Now let me get back to the issue of discrimination against Muslims in the United States. That discrimination is based on a foreign policy objective, that is, to demonize the inhabitants of the countries where the oil happens to be. If those countries were inhabited by Buddhists instead of Muslims, they would demonize the Buddhists. The demonization of the Muslims is to essentially present Muslims as enemies of the States, and as enemies of the world. It’s also to convey the notion that Muslims are terrorists, and that notion has been firmly ingrained into the Western thought while in fact terrorism is a creation of US intelligence. As I mentioned, Al-Qaeda which has its roots in Salafist and Wahhabi thought, in essence is a creation of intelligence operations and doesn’t emanate from Muslim world. The War on Terrorism provides the basis for demonizing the Muslim population and we’ve gone through a period of transition in that regard because initially, the demonization applies to heads of state and government of the Muslim countries, and now it has become much more generalized where Western governments are in effect targeting Muslims in their respective countries with a view to demonizing them and portraying them as terrorists and so on, and all this is all a war propaganda.

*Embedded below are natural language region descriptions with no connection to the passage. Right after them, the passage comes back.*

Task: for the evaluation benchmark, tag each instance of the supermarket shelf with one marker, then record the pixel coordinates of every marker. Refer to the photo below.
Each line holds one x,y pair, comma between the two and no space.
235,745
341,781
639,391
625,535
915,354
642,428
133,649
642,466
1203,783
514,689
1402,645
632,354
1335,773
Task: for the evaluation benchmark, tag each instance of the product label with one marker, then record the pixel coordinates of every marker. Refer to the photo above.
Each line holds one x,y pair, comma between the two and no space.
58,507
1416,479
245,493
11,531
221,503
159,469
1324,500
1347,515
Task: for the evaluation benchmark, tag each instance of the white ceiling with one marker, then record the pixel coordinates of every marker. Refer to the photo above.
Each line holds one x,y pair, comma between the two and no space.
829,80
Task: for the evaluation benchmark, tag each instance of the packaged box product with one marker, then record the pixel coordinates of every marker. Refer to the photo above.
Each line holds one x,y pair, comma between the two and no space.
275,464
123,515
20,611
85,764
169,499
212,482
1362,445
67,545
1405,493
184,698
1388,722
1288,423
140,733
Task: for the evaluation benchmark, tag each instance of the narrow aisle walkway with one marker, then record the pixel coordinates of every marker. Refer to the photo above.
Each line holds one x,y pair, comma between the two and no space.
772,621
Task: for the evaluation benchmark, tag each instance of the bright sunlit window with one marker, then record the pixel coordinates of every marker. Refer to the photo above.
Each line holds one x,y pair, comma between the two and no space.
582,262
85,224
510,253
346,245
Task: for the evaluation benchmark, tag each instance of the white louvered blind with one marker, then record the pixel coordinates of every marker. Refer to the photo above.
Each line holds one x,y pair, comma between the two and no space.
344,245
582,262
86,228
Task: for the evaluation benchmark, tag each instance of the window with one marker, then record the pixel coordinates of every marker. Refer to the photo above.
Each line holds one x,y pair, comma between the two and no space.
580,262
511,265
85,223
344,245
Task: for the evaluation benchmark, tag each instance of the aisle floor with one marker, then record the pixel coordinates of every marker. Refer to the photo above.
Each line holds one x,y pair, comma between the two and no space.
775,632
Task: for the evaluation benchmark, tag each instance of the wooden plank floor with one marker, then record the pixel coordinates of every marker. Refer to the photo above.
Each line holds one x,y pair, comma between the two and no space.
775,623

This propaganda is there to divide people in these countries and create divisions within the United States. But secondly, it’s to portray the notion that Muslims somehow are people who are committed to non-Western values, committed to dictatorship, don’t accept democracy, are linked to extremists including terrorists; that is not directed against the heads of state of Muslim countries; it’s directed against Muslims in general; that in turn serves as an ideological underpinning to which these wars against terrorists in different parts of the world are underway. And I just like to clarify in that regard, that wherever the United States has intervened, in the context of War Terrorism, whether in Somalia, Nigeria, Iraq, Afghanistan or Syria, they have intervened under the mandate of the War on Terrorism where in fact all those Al-Qaeda affiliated entities are the creations of the US intelligence, without exception. They create Al-Qaeda entities and then they proclaim that they have to intervene when these Al-Qaeda affiliated entities commit atrocities against the civilian population.

So, in effect, they’re on both sides. They support the rebels, and fight the rebels, as well. They support Al-Qaeda covertly with a view to destabilize the sovereign countries, and then they intervene under the pretext that they have a mandate to fight the terrorists. All of this is now leading to the re-colonization of African continent, establishment of proxy regimes and destruction of entire countries.

Q: So, my final question for you; we discussed the decline of the liberal values in the United States, including democracy, human rights and ethnic equality and concluded that the United States hasn’t succeeded in promoting these values. Do you think that liberalism will have the same fate and destiny as Communism? Will it fade away as Communism did?

A: I don’t think the two things are comparable, because Communism was a movement. It took on different forms, but was essentially a movement which emanated from the grassroots against the capitalist order. Neo-liberalism is an ideological construct to justify the capitalist world order, and I don’t think that it’s an ideological construct which determined the course of history. We can replace that ideological construct by something else. I think what has happened in post-World War II history is that in the course of the Cold War, the United States has heralded the battle or the war against communism. In effect, as a holy war, it was a confrontation between competing economic and social systems, but from the US standpoint, it was presented as an ideology of spreading Western democracy. But it was spreading Western democracy while also spreading American capitalism. In the post-Cold War era, a new doctrine was unfolded which is the War on Terrorism, and it is used as a pretext to wage war against countries for economic and geopolitical reasons.